In hindsight, WBBM-Channel 2 bosses may be sorry they gave the heave-ho to Bill Kurtis and Walter Jacobson last February after two and half years as 6 o’clock news anchors.
With three nights to go in the November sweeps, overall ratings are down 17.2 percent for the CBS-owned station’s 6 p.m. newscast compared with the same period last year, according to Nielsen. Among viewers between 25 and 54, they’re down 37.5 percent.
In jettisoning the legendary anchor duo, CBS 2 chose to deploy its 5 and 10 p.m. team (news anchors Rob Johnson and Kate Sullivan, meteorologist Steve Baskerville and sports anchor Ryan Baker) at 6 p.m. as well. The move was seen as a way to trim a couple of salaries and consolidate promotional efforts behind Johnson and Sullivan. The strategy backfired.
Johnson and Sullivan's other two newscasts aren’t faring so well either. CBS 2 is down 15 percent at 5 p.m. and 16.4 percent at 10 p.m. in overall households. Among 25-to-54 viewers, the shows are down 25 percent and 33.3 percent, respectively. In every case, the station lags behind ABC-owned WLS-Channel 7 and NBC-owned WMAQ-Channel 5.
For Kurtis, now 73, and Jacobson, now 76, the gig marked their third partnership on the CBS 2 anchor desk. Their first run, starting in 1973, ushered in a golden era of excellent reporting and unrivaled ratings for the station. Their second, starting in 1985, was cut short amid pressure for racial and gender diversity.

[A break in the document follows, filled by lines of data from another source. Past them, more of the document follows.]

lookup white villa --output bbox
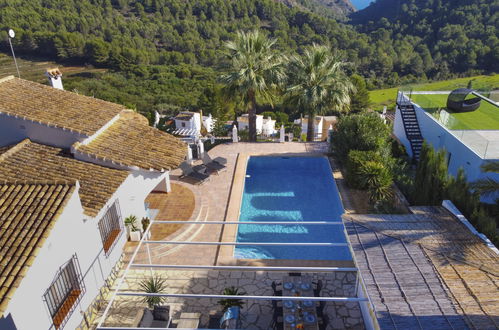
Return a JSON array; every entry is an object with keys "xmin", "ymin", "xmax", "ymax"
[
  {"xmin": 0, "ymin": 76, "xmax": 187, "ymax": 329},
  {"xmin": 237, "ymin": 114, "xmax": 277, "ymax": 136},
  {"xmin": 393, "ymin": 92, "xmax": 499, "ymax": 202},
  {"xmin": 173, "ymin": 111, "xmax": 216, "ymax": 138},
  {"xmin": 294, "ymin": 116, "xmax": 337, "ymax": 141}
]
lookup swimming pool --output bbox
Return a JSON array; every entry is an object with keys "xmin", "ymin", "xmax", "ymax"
[{"xmin": 234, "ymin": 156, "xmax": 352, "ymax": 260}]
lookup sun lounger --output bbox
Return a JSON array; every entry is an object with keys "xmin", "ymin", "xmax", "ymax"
[
  {"xmin": 180, "ymin": 162, "xmax": 210, "ymax": 184},
  {"xmin": 203, "ymin": 152, "xmax": 227, "ymax": 173}
]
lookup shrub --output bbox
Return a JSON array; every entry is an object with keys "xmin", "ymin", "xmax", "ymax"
[
  {"xmin": 212, "ymin": 118, "xmax": 228, "ymax": 136},
  {"xmin": 412, "ymin": 142, "xmax": 448, "ymax": 205},
  {"xmin": 446, "ymin": 168, "xmax": 480, "ymax": 219},
  {"xmin": 139, "ymin": 276, "xmax": 166, "ymax": 308},
  {"xmin": 237, "ymin": 129, "xmax": 249, "ymax": 142},
  {"xmin": 331, "ymin": 113, "xmax": 390, "ymax": 162},
  {"xmin": 345, "ymin": 150, "xmax": 382, "ymax": 189},
  {"xmin": 359, "ymin": 161, "xmax": 393, "ymax": 204}
]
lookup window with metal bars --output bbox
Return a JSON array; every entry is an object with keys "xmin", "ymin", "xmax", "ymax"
[
  {"xmin": 99, "ymin": 200, "xmax": 123, "ymax": 255},
  {"xmin": 43, "ymin": 255, "xmax": 85, "ymax": 329}
]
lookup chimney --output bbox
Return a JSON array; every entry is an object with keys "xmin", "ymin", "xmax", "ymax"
[{"xmin": 45, "ymin": 68, "xmax": 64, "ymax": 90}]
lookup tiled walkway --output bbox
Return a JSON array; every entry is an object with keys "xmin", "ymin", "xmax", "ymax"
[
  {"xmin": 138, "ymin": 142, "xmax": 327, "ymax": 265},
  {"xmin": 344, "ymin": 207, "xmax": 499, "ymax": 329},
  {"xmin": 94, "ymin": 142, "xmax": 370, "ymax": 330}
]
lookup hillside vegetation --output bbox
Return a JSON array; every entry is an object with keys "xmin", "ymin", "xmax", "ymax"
[
  {"xmin": 0, "ymin": 0, "xmax": 499, "ymax": 118},
  {"xmin": 350, "ymin": 0, "xmax": 499, "ymax": 79},
  {"xmin": 369, "ymin": 74, "xmax": 499, "ymax": 110}
]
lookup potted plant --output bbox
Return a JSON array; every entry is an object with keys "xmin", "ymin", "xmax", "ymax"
[
  {"xmin": 139, "ymin": 276, "xmax": 166, "ymax": 309},
  {"xmin": 125, "ymin": 215, "xmax": 140, "ymax": 242},
  {"xmin": 218, "ymin": 286, "xmax": 246, "ymax": 312},
  {"xmin": 140, "ymin": 217, "xmax": 151, "ymax": 239}
]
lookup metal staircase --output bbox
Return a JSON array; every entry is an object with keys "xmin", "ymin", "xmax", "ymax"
[{"xmin": 397, "ymin": 93, "xmax": 423, "ymax": 161}]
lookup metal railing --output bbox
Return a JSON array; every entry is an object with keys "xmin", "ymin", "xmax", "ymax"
[{"xmin": 97, "ymin": 220, "xmax": 378, "ymax": 330}]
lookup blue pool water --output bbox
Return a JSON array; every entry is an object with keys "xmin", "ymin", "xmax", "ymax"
[{"xmin": 234, "ymin": 156, "xmax": 352, "ymax": 260}]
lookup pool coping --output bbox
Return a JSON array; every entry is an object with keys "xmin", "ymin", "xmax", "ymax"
[{"xmin": 216, "ymin": 152, "xmax": 355, "ymax": 267}]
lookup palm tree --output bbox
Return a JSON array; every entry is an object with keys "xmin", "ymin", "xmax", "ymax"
[
  {"xmin": 286, "ymin": 44, "xmax": 355, "ymax": 141},
  {"xmin": 471, "ymin": 162, "xmax": 499, "ymax": 196},
  {"xmin": 220, "ymin": 30, "xmax": 285, "ymax": 141}
]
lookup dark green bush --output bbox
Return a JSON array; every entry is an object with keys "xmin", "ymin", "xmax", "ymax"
[
  {"xmin": 331, "ymin": 113, "xmax": 390, "ymax": 163},
  {"xmin": 345, "ymin": 150, "xmax": 382, "ymax": 189}
]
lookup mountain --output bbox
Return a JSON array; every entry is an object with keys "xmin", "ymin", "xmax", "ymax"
[
  {"xmin": 0, "ymin": 0, "xmax": 499, "ymax": 116},
  {"xmin": 349, "ymin": 0, "xmax": 499, "ymax": 77},
  {"xmin": 275, "ymin": 0, "xmax": 355, "ymax": 19},
  {"xmin": 351, "ymin": 0, "xmax": 373, "ymax": 10}
]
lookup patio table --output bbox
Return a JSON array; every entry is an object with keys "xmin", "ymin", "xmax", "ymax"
[
  {"xmin": 282, "ymin": 275, "xmax": 319, "ymax": 330},
  {"xmin": 177, "ymin": 312, "xmax": 201, "ymax": 329}
]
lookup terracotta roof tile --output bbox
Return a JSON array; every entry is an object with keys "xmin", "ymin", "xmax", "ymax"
[
  {"xmin": 0, "ymin": 181, "xmax": 76, "ymax": 316},
  {"xmin": 73, "ymin": 111, "xmax": 187, "ymax": 171},
  {"xmin": 175, "ymin": 111, "xmax": 194, "ymax": 120},
  {"xmin": 0, "ymin": 139, "xmax": 128, "ymax": 216},
  {"xmin": 0, "ymin": 78, "xmax": 125, "ymax": 136}
]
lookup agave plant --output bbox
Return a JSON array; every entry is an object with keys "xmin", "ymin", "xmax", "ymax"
[
  {"xmin": 218, "ymin": 286, "xmax": 246, "ymax": 312},
  {"xmin": 125, "ymin": 215, "xmax": 139, "ymax": 231},
  {"xmin": 139, "ymin": 276, "xmax": 166, "ymax": 308}
]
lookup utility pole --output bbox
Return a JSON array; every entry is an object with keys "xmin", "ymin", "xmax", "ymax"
[{"xmin": 9, "ymin": 29, "xmax": 21, "ymax": 78}]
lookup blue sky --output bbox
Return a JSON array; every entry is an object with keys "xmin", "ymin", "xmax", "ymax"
[{"xmin": 350, "ymin": 0, "xmax": 374, "ymax": 9}]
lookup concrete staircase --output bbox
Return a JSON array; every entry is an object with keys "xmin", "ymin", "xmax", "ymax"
[{"xmin": 398, "ymin": 102, "xmax": 423, "ymax": 161}]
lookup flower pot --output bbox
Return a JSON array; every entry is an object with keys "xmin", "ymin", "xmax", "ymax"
[{"xmin": 130, "ymin": 231, "xmax": 140, "ymax": 242}]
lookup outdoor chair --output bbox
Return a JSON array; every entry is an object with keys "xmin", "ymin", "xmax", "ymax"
[
  {"xmin": 203, "ymin": 152, "xmax": 227, "ymax": 165},
  {"xmin": 271, "ymin": 281, "xmax": 282, "ymax": 296},
  {"xmin": 203, "ymin": 152, "xmax": 227, "ymax": 174},
  {"xmin": 180, "ymin": 162, "xmax": 210, "ymax": 184},
  {"xmin": 314, "ymin": 280, "xmax": 322, "ymax": 297},
  {"xmin": 319, "ymin": 314, "xmax": 329, "ymax": 330}
]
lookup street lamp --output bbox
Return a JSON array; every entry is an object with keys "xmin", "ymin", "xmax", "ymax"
[{"xmin": 9, "ymin": 29, "xmax": 21, "ymax": 78}]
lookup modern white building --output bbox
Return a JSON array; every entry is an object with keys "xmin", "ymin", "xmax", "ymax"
[
  {"xmin": 237, "ymin": 114, "xmax": 277, "ymax": 136},
  {"xmin": 294, "ymin": 116, "xmax": 337, "ymax": 141},
  {"xmin": 393, "ymin": 92, "xmax": 499, "ymax": 202},
  {"xmin": 0, "ymin": 77, "xmax": 187, "ymax": 330}
]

Some viewed their comeback in August 2010 as more of a marketing stunt (and an easy payday for the two septuagenarians) than a genuine commitment to the values Kurtis and Jacobson espoused. Regardless of motives, the two embraced their last hurrah with gusto. When it was over last February, they acknowledged that neither had any desire or intention to retire from CBS 2 — notwithstanding the phony “happy retirement” hoopla that accompanied their sign-off.
“I think we both came to work seeing all these stories to be done and feeling the old juices flowing again,” Kurtis told me at the time. “Then, like an old-timer who sees a pretty girl and realizes that doing something about it is nature’s payback, we realized that the younger reporters are very good. We enjoyed watching them fight the cold and rain as we sat by the fire and talked about the good old days.”